Em discurso na Fierj, Bolsonaro abusa da vitimização e insiste em demonizar a classe política

No momento em que a articulação política do governo e o Palácio do Planalto é corroído pela inoperância, o presidente Jair Bolsonaro erra mais uma vez ao insistir em atirar na direção do Congresso Nacional, como se a culpa do seu fracasso como chefe do Executivo fosse dos parlamentares.

Ciente desde que iniciou sua campanha à Presidência que o País estava cercado de problemas, Bolsonaro ignorou o fato de que a solução passaria obrigatoriamente pelo Legislativo. Com um discurso recheado de promessas impossíveis de serem cumpridas, o Bolsonaro elegeu-se acreditando que a classe política em pouco se colocaria de joelhos, abrindo caminho para um governo populista de direita que flerta diariamente com o retrocesso e o totalitarismo disfarçado.

Terceirizar a responsabilidade pelo fiasco é o que resta a Jair Bolsonaro, já que sua situação piora com o passar dos dias. Tanto é assim, que uma irresponsável manifestação em seu apoio foi convocada para o próximo dia 26, sendo que a decisão foi tomada a partir das seguidas mensagens disparadas pelo próprio presidente, que não se cansa de criar frentes de conflito com o Congresso.

Colecionando polêmicas em quase cinco meses de governo, Bolsonaro afirmou, nesta segunda-feira (20), durante discurso na Federação das Indústrias do Rio de Janeiro (FIERJ), que “o problema é a classe política”. “É um país maravilhoso que tem tudo para dar certo, mas o grande problema é a nossa classe política”, declarou o presidente da República.


Se Bolsonaro acredita que dessa maneira conseguirá aprovar medidas de interesse do País e levar seu pífio governo adiante, é melhor o brasileiro se preparar para o pior, pois não é assim que se governa nem se faz política. O que o presidente da República intenta é instalar no País um regime totalitarista em que o Parlamento é mero cumpridor de ordens do Executivo.

A ingovernabilidade que ora impera no País foi criada pelo próprio Bolsonaro ao longo de quase cinco meses, mas diante dos seguidos fracassos o presidente tenta empurrar a responsabilidade para o Legislativo na esperança de escapar do pior, que seria uma eventual renúncia ou um possível avanço de pedido de impeachment – e há motivos de sobra para isso.

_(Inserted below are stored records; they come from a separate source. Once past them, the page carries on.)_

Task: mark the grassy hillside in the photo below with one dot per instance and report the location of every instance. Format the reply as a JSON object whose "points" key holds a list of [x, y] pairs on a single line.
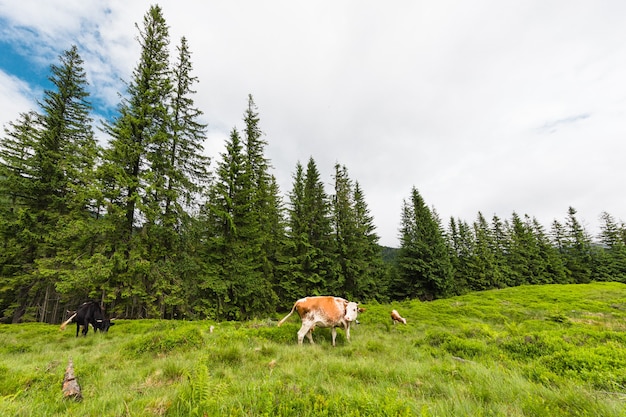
{"points": [[557, 350]]}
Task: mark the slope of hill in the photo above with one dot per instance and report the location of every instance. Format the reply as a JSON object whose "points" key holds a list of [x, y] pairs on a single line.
{"points": [[555, 350]]}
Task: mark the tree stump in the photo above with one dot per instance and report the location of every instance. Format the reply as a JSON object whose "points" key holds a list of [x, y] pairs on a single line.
{"points": [[71, 389]]}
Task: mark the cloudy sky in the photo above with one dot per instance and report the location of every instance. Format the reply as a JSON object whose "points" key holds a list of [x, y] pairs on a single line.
{"points": [[484, 105]]}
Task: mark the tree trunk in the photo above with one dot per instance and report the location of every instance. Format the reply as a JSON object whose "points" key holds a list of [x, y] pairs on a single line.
{"points": [[71, 389]]}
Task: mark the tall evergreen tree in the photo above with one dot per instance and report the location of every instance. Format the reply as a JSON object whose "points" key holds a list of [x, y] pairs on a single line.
{"points": [[48, 162], [358, 255], [424, 260], [137, 167], [462, 244], [311, 245], [485, 273], [373, 280], [268, 234], [611, 262], [576, 250], [234, 282]]}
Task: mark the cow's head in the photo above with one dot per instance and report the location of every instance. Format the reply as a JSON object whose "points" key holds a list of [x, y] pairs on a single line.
{"points": [[103, 325], [352, 310]]}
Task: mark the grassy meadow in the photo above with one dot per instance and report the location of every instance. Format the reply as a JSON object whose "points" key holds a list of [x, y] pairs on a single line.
{"points": [[554, 350]]}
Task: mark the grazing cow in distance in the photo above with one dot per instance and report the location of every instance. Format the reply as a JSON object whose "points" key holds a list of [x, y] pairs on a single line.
{"points": [[324, 311], [395, 316], [89, 313]]}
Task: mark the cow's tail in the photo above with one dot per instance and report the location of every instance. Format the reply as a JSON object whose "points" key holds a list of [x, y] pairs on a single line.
{"points": [[68, 321], [290, 313]]}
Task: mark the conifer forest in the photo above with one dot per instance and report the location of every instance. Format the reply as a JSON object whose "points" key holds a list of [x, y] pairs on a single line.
{"points": [[144, 222]]}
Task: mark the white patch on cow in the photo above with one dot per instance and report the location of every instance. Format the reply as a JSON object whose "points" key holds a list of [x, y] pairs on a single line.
{"points": [[323, 311]]}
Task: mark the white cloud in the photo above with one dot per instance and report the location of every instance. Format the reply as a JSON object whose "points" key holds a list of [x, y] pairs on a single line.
{"points": [[482, 106]]}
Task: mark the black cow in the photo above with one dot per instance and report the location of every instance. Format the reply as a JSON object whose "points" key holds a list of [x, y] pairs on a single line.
{"points": [[89, 313]]}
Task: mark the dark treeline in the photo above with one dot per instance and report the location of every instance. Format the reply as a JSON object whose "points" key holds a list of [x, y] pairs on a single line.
{"points": [[151, 228]]}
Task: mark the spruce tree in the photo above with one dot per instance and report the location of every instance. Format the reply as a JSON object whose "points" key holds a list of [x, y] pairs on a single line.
{"points": [[424, 262], [576, 250], [311, 243], [611, 262], [462, 246], [485, 273], [136, 169], [233, 280], [48, 165]]}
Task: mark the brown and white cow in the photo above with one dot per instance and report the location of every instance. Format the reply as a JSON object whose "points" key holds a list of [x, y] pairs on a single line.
{"points": [[396, 317], [324, 311]]}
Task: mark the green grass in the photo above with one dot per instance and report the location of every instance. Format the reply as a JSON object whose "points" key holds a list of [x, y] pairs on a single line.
{"points": [[556, 350]]}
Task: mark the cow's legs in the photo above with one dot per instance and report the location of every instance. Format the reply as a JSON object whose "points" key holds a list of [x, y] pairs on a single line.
{"points": [[305, 330]]}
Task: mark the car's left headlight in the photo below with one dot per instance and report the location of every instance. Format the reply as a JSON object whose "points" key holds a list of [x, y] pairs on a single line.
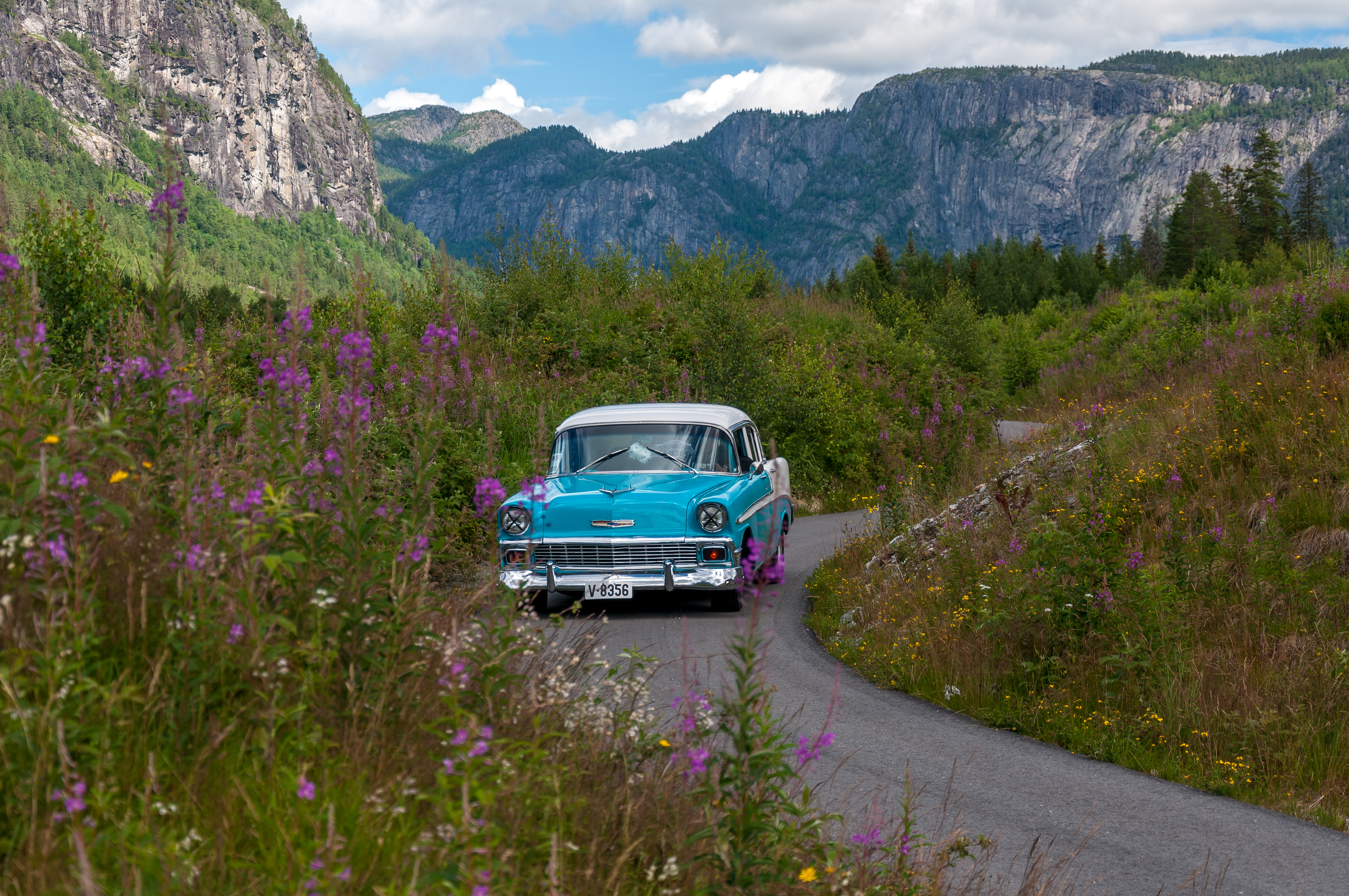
{"points": [[711, 517], [514, 520]]}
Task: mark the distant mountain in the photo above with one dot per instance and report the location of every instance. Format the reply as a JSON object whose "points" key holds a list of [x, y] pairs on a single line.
{"points": [[956, 156], [416, 141]]}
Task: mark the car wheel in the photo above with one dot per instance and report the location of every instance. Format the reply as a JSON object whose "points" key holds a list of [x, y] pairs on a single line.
{"points": [[726, 601], [775, 571]]}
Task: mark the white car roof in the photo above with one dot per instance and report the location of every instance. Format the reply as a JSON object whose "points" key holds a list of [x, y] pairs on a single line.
{"points": [[658, 413]]}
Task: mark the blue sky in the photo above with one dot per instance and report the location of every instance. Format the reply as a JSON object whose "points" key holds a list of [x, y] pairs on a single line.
{"points": [[640, 73]]}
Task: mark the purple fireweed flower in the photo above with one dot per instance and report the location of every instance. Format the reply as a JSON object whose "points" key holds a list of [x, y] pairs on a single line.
{"points": [[75, 482], [809, 751], [195, 558], [488, 494], [297, 320], [353, 407], [355, 353], [697, 760], [438, 339], [180, 397], [415, 551]]}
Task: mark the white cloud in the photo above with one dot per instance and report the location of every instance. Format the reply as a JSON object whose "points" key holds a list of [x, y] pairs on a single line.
{"points": [[401, 99], [779, 88], [502, 96]]}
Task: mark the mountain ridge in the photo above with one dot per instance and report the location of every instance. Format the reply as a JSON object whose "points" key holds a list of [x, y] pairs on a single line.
{"points": [[957, 156]]}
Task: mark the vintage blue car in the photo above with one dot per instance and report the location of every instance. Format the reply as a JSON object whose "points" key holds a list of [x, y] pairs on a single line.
{"points": [[648, 498]]}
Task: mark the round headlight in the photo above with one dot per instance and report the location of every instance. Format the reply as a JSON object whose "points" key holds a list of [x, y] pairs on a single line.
{"points": [[711, 517], [514, 520]]}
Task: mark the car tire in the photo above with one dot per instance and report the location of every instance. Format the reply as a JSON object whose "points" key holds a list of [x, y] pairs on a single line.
{"points": [[728, 601], [779, 562]]}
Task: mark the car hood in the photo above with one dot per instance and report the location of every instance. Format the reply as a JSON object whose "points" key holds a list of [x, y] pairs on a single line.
{"points": [[660, 505]]}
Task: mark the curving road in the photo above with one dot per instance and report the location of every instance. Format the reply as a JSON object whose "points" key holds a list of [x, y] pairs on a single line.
{"points": [[1153, 836]]}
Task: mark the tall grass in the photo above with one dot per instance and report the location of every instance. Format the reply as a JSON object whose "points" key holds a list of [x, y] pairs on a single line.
{"points": [[1174, 597], [235, 659]]}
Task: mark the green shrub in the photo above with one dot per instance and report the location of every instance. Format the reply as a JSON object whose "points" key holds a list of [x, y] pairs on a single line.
{"points": [[1020, 360], [957, 334], [1332, 324], [77, 280]]}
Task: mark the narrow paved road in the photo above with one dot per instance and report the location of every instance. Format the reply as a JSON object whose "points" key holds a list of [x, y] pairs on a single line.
{"points": [[1153, 834]]}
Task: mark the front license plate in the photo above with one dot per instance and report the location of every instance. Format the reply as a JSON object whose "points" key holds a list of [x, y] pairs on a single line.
{"points": [[607, 590]]}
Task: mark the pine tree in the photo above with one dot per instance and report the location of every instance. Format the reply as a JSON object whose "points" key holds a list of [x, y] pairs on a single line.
{"points": [[1309, 211], [882, 255], [1200, 223], [1261, 202], [1153, 251]]}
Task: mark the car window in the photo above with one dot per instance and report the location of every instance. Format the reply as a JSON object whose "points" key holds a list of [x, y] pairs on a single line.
{"points": [[643, 449], [745, 447]]}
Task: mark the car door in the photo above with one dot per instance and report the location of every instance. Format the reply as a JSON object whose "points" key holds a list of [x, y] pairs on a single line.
{"points": [[759, 485]]}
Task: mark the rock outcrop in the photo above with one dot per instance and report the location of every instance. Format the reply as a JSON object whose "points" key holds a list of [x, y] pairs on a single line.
{"points": [[956, 156], [260, 114], [446, 126]]}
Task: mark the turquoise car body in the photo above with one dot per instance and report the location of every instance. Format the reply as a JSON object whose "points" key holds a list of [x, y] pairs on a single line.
{"points": [[613, 535]]}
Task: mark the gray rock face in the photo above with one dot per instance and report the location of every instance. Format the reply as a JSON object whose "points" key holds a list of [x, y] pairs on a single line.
{"points": [[260, 118], [957, 156], [446, 126]]}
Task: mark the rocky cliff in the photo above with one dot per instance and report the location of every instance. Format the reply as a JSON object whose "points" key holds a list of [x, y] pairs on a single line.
{"points": [[422, 139], [956, 156], [260, 115]]}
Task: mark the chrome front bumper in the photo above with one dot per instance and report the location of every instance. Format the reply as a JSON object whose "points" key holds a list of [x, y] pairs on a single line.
{"points": [[699, 578]]}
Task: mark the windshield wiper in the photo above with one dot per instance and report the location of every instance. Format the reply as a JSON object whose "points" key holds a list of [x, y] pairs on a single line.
{"points": [[600, 461], [658, 451], [614, 454]]}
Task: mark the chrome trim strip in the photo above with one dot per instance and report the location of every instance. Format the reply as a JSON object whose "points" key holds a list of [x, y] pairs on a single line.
{"points": [[755, 508], [702, 580]]}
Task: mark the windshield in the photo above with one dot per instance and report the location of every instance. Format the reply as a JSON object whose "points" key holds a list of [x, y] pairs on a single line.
{"points": [[643, 449]]}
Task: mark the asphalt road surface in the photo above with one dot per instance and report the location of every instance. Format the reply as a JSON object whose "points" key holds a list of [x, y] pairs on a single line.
{"points": [[1153, 836]]}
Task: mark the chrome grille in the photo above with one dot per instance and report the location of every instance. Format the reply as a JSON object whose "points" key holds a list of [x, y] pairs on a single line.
{"points": [[616, 557]]}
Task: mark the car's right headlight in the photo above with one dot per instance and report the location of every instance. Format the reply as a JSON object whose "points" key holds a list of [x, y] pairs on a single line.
{"points": [[514, 520], [711, 517]]}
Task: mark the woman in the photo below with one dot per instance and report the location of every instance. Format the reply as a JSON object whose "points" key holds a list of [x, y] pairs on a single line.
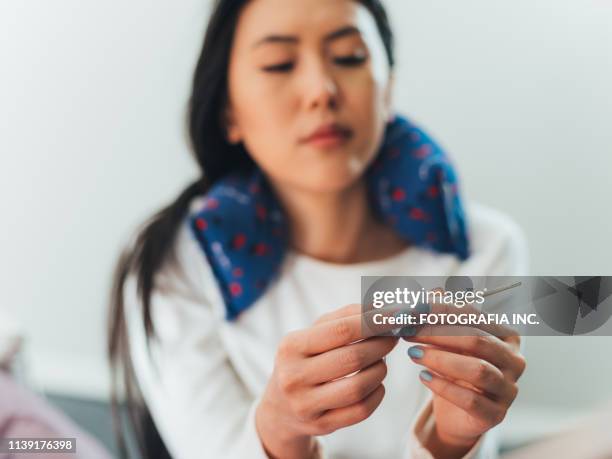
{"points": [[294, 98]]}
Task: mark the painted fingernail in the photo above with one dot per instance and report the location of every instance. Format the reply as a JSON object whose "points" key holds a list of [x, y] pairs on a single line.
{"points": [[422, 308], [415, 352]]}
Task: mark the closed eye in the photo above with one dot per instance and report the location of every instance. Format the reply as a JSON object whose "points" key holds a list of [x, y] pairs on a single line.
{"points": [[346, 61], [350, 61]]}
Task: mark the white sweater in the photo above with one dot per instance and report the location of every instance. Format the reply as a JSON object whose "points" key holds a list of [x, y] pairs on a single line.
{"points": [[204, 375]]}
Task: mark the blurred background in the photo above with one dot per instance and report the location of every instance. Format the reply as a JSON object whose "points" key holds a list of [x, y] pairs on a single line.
{"points": [[92, 142]]}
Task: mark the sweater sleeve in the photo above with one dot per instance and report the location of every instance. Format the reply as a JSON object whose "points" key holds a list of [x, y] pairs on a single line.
{"points": [[200, 406], [502, 245]]}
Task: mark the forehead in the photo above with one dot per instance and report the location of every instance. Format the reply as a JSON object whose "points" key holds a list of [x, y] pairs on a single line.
{"points": [[304, 19]]}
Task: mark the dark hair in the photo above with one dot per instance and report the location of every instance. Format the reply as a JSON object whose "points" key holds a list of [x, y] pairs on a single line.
{"points": [[216, 157]]}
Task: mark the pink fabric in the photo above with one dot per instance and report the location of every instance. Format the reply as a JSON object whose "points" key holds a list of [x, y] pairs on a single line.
{"points": [[25, 415]]}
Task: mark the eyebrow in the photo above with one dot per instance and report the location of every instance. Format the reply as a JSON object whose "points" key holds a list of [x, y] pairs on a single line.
{"points": [[342, 32]]}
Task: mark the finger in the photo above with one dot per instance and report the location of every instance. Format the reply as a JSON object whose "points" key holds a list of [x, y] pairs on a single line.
{"points": [[478, 372], [348, 310], [501, 331], [476, 343], [342, 331], [345, 360], [346, 416], [488, 412], [347, 391]]}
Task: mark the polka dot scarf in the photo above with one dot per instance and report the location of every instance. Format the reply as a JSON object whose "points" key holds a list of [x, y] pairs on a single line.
{"points": [[412, 186]]}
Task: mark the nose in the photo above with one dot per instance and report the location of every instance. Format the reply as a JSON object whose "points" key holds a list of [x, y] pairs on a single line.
{"points": [[321, 88]]}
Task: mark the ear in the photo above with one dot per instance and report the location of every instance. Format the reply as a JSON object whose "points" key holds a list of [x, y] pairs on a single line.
{"points": [[388, 98], [233, 133]]}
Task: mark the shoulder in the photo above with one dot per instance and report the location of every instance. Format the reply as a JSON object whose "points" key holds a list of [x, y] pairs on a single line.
{"points": [[498, 243]]}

Diferentemente do que afirma, Jair Bolsonaro não quer governar de forma democrática, mas impor a força seu pensamento retrógrado. E para tal abusa da demonização da classe política. Se de fato os parlamentares estão a exigir contrapartidas para aprovar medidas de interesse do País, que Bolsonaro venha a público e delate um a um. Do contrário, continuará na condição de gazeteiro persistente que recorre ao discurso mitômano para permanecer no poder. Ao não denunciar os que pregam a continuidade da corrupção, o presidente faz da sua omissão uma quase conivência.

Quem conhece a política nacional sabe que Bolsonaro está a mentir, mas agarra-se à vitimização como forma de não perder apoio popular. Negociar com partidos políticos para garantir um governo de coalizão não é crime e países democráticos valem-se dessa estratégia para avançar em termos de governança. Crime é aceitar a negociata. E Bolsonaro confunde uma coisa com outra.

É preciso compreender que em qualquer cenário prevalece o instinto de sobrevivência. Isso também vale para a política brasileira. Talvez valha principalmente para a política brasileira. E não será dessa maneira, atacando de forma recorrente o Congresso Nacional, que Bolsonaro chegará a bom termo. O máximo que ele eventualmente consiga seja encurtar o próprio mandato. Diz a sabedoria popular que “quem procura, acha”.